Bullet
Bullet, een langwerpig metalen projectiel dat wordt afgevuurd met een pistool, geweer of Machinegeweer. Kogels worden gemeten aan de hand van hun kaliber, wat de binnendiameter of boring van een geweerloop aangeeft. (Zie bore.)
vroege kogels waren ronde loden kogels die werden geladen langs de snuit van smoothbore wapens en aangedreven door de ontsteking van een fysiek gescheiden lading van zwart poeder. Moderne kogels ontwikkelden zich in de 19e eeuw voor gebruik in handvuurwapens met getrokken vaten.
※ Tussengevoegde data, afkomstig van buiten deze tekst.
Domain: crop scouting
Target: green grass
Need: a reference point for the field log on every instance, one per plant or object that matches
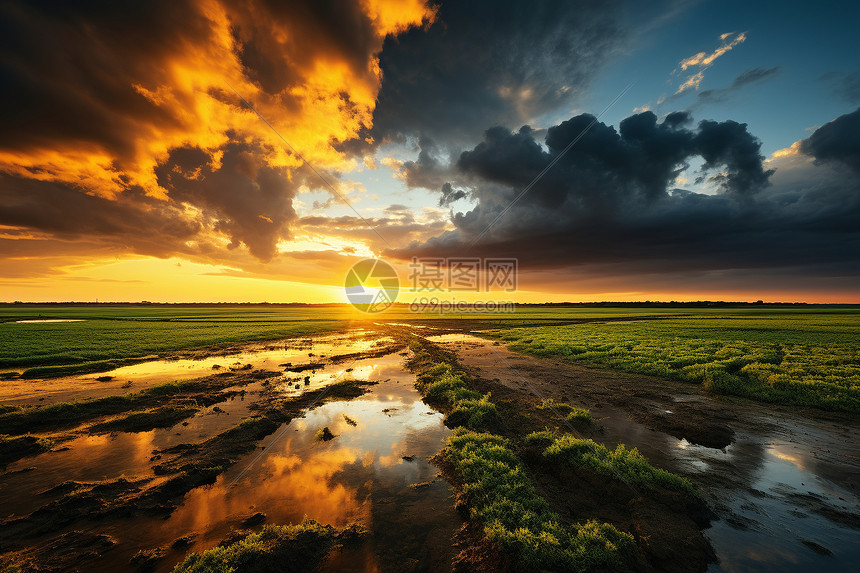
(621, 463)
(109, 334)
(276, 548)
(799, 358)
(571, 413)
(502, 497)
(444, 383)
In deze geweren, een systeem van spiraalvormige groeven gesneden in het inwendige oppervlak van het pistool boring verleent spin aan de kogel tijdens de passage. De spin laat een kogel toe om een punt-voorwaartse houding tijdens de vlucht te handhaven, en onder deze omstandigheden is een langwerpige kogel met een puntige punt aerodynamisch veel superieur aan een ronde bal; hij houdt zijn snelheid veel beter tijdens de vlucht, waardoor hij zowel in nauwkeurigheid als bereik wint.de experimenten met deze” cylindroconoïdale ” kogels begonnen rond 1825, maar er ontstond al snel een probleem. De kogels moesten strak in de loop passen, en het bleek moeilijk om een nauwsluitende kogel in een muilkorf-laadpistool te laden. De oplossing werd gevonden door Claude-Étienne Minié uit Frankrijk, die in 1849 een zachte loden kogel ontwikkelde met een holte in de basis waarin een conische plug werd aangebracht. De diameter van de kogel was klein genoeg om vrij naar beneden te glijden, en de plotselinge ontsteking van de stuwstoflading bij het afvuren dreef de conische stekker naar voren om de loden kogel stevig uit te breiden in de groeven van de rifled boring.in de jaren 1860 waren percussiekappen, die ontploffen als ze door de slagpin van een kanon worden geslagen, opgenomen in een metalen huls met alle onderdelen voor een complete ronde die gebruikt kon worden in stuitliggergeweren. In de jaren 1880 leverde de introductie van nitrocellulose, of guncotton, in plaats van zwart poeder als drijfgaslading het laatste element voor de moderne kogel.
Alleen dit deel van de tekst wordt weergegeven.